Currently (as of early 2023) there are multiple teams evaluating the Flink environment for their use-cases.

Jan 2021 – Dec 2022

Data Processing Tech Lead

In late 2020 we realized that our team (Revenue Data Platform) had an opportunity to drive significant impact across more than just our org. I, along with Revenue and Platform leadership (Director+) drafted a proposal to merge our team with the existing Heron (streaming) and Scalding (batch) platform teams.

The merged team would have the mandate to drive next-gen data processing at Twitter using Beam (and Dataflow).

I was the tech lead for the overall team (20+ developers at its peak), coordinating the efforts of different sub-teams to drive our goal of beam adoption.
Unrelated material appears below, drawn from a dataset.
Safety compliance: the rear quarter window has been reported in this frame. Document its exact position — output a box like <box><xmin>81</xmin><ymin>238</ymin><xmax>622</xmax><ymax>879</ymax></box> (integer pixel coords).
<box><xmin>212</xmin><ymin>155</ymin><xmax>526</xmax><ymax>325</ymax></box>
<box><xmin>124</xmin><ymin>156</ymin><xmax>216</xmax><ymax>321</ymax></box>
Over the ~2 years of running the team, Beam/Dataflow usage grew (from ~20) to 600+ batch and streaming jobs running on Dataflow across the company.

Jan 2017 – Jan 2022

Revenue Data Platform Tech Lead

Revenue Data Platform evolved from many learnings acquired working on TC⚡DC and was formed in 2017 with the goal of modernizing the revenue data stack at Twitter. By leveraging the cloud (Google Cloud Platform) we were able to significantly enhance how data was used by revenue teams.

The team’s largest project, the Large Data Collider (LDC), completely transformed how analytic data was aggregated and queried across Twitter and continues to be used today at massive scales.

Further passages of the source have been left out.